What is the gastronomic analogy that might get at some of the limitations of the Modern evangelical take on Jesus?

A microwave Teriyaki Chicken dinner.

It is an individual serving, efficiently prepared with the modern convenience of a microwave. It’s slightly exotic–it’s teriyaki, after all–but it’s largely Westernized. The ingredients are theoretically tasty and nutritious, but the effects of mass production and microwaving have removed most of their structure, taste and probably nutrients. It’s convenient, only requiring a few minutes to prepare and eat–ideal for busy people on the run.

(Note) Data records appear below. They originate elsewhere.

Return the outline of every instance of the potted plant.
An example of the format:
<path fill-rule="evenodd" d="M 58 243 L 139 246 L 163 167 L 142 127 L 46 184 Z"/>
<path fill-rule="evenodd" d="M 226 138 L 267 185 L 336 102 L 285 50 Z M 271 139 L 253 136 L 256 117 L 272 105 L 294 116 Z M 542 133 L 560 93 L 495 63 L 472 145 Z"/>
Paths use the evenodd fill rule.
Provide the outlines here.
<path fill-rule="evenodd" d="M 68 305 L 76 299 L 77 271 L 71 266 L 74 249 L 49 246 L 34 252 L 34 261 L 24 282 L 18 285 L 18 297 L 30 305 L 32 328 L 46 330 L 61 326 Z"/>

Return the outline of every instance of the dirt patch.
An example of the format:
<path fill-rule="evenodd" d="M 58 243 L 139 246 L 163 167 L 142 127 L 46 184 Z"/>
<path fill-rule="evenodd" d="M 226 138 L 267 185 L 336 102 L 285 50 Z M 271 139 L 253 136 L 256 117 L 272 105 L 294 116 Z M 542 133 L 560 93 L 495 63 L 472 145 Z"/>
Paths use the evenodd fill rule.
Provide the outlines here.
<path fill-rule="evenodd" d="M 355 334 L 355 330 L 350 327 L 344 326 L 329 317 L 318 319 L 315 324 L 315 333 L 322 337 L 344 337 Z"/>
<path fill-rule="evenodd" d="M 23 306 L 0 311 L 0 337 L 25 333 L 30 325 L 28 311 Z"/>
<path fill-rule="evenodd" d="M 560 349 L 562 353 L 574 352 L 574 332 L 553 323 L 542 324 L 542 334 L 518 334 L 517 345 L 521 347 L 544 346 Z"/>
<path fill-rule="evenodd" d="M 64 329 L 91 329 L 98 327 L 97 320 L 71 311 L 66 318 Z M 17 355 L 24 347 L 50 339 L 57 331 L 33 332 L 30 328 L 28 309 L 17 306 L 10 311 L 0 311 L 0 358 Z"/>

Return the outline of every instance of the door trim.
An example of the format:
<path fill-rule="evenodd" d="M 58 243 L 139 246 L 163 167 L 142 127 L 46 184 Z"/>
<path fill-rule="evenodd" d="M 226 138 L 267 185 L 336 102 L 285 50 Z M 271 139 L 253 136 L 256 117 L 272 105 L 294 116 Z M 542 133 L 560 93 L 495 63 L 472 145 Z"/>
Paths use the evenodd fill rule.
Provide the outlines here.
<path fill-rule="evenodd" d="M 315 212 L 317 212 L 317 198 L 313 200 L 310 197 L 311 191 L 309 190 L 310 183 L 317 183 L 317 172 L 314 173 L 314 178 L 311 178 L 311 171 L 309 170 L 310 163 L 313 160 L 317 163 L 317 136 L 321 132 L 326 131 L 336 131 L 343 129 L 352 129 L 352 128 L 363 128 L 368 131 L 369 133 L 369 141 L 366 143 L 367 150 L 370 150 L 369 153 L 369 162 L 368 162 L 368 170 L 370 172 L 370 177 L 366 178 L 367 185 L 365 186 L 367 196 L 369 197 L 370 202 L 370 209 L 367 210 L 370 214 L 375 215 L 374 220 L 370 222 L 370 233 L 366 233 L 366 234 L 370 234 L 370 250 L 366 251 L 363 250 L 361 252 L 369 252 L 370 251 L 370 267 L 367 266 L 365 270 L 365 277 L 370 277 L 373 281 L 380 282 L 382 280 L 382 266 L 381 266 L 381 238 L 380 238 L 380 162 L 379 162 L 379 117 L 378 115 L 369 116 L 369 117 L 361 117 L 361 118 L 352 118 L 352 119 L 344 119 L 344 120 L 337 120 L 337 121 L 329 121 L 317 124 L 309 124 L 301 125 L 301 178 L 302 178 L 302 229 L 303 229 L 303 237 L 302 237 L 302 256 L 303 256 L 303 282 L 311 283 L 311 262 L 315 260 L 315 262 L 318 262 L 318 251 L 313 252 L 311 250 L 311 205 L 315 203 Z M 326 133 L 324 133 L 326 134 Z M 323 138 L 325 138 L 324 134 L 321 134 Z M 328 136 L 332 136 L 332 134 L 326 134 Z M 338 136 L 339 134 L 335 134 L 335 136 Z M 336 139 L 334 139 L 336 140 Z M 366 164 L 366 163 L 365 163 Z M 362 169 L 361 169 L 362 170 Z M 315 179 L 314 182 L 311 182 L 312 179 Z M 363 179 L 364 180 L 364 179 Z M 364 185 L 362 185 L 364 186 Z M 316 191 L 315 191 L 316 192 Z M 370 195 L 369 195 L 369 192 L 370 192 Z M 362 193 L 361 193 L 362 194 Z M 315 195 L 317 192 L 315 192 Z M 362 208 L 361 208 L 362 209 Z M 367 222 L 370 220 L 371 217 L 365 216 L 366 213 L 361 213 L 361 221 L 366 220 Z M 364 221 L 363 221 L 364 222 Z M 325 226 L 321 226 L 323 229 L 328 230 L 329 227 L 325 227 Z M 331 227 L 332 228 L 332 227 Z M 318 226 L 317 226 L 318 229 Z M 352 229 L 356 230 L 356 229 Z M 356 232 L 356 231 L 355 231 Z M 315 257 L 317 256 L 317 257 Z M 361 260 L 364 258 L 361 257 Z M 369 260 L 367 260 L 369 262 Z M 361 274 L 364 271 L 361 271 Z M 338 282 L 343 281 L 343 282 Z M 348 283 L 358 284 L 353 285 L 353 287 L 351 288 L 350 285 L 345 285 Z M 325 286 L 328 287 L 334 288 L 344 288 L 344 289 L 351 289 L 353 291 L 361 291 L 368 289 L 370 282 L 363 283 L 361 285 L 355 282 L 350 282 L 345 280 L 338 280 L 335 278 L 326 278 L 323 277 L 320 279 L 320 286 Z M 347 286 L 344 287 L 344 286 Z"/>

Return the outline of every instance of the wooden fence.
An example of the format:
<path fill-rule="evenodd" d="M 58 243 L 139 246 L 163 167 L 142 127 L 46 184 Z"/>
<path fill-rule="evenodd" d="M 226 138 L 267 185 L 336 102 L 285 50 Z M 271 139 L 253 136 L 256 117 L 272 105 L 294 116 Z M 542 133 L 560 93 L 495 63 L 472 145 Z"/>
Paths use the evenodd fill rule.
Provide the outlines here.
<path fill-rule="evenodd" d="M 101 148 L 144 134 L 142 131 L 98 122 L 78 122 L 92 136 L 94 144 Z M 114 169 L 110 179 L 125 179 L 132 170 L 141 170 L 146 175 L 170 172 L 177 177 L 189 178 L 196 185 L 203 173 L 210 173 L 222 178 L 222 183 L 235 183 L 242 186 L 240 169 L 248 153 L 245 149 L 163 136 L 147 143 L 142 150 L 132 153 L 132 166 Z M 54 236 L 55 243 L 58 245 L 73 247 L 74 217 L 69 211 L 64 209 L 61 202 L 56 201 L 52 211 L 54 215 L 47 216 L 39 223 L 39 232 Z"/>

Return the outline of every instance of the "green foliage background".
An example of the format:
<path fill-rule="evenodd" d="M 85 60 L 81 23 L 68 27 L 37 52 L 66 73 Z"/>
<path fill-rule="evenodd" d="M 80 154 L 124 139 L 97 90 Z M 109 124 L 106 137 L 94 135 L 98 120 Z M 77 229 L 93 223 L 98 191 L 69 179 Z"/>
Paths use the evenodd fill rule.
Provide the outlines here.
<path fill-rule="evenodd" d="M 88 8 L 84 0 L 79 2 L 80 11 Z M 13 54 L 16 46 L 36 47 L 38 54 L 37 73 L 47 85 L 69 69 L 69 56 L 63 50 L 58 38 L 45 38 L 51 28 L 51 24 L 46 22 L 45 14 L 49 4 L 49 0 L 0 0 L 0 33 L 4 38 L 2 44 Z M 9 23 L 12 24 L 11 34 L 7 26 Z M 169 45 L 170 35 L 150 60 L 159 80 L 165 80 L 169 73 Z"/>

Even if you ate it every day, you could do worse–it’s probably healthier than any of the other five diets.

Now, I know plenty of evangelicals that do not have the microwave teriyaki chicken image of Christ. For these, the analogy would be more like a healthy, well-balanced dinner–an herb-roasted chicken with mashed potatoes, steamed asparagus and a  small, sweet dainty for dessert. But I think even this more robust and balanced picture, as compared to the microwave meal, reveals the limitations of the evangelical Christ.

The best gastric analogy for the Real Jesus

I think it would be a family meal, something Middle Eastern. My daughter told me about the meals she ate in Israel. These were family meals. They ate fresh pita and hummus, tzatziki, olives of course, lentils, roasted vegetables, lamb on skewers, lamb in grape leaves. Importantly, this is a balanced meal. But the contents, especially the spices–cinnamon, cardamom, cloves, thyme–were strange to her western palate. She had to humbly look to her hosts, even the children, for some indication of how to eat it and what to put with what. She was not confident,  uncertain. She was repeatedly surprised–sometimes delightfully, at other times, unpleasantly by the flavour combinations. This meal was full of grace and love–the family that prepared it, pulled out all the stops because there were guests at the table. My daughter felt so blessed that such a sacrifice would be made for her.

No analogy can ever begin to capture the true Jesus, but I do think that even evangelicals need to think, not only about other, clearly problematic predilections, but also their own reconfigurations of Christ.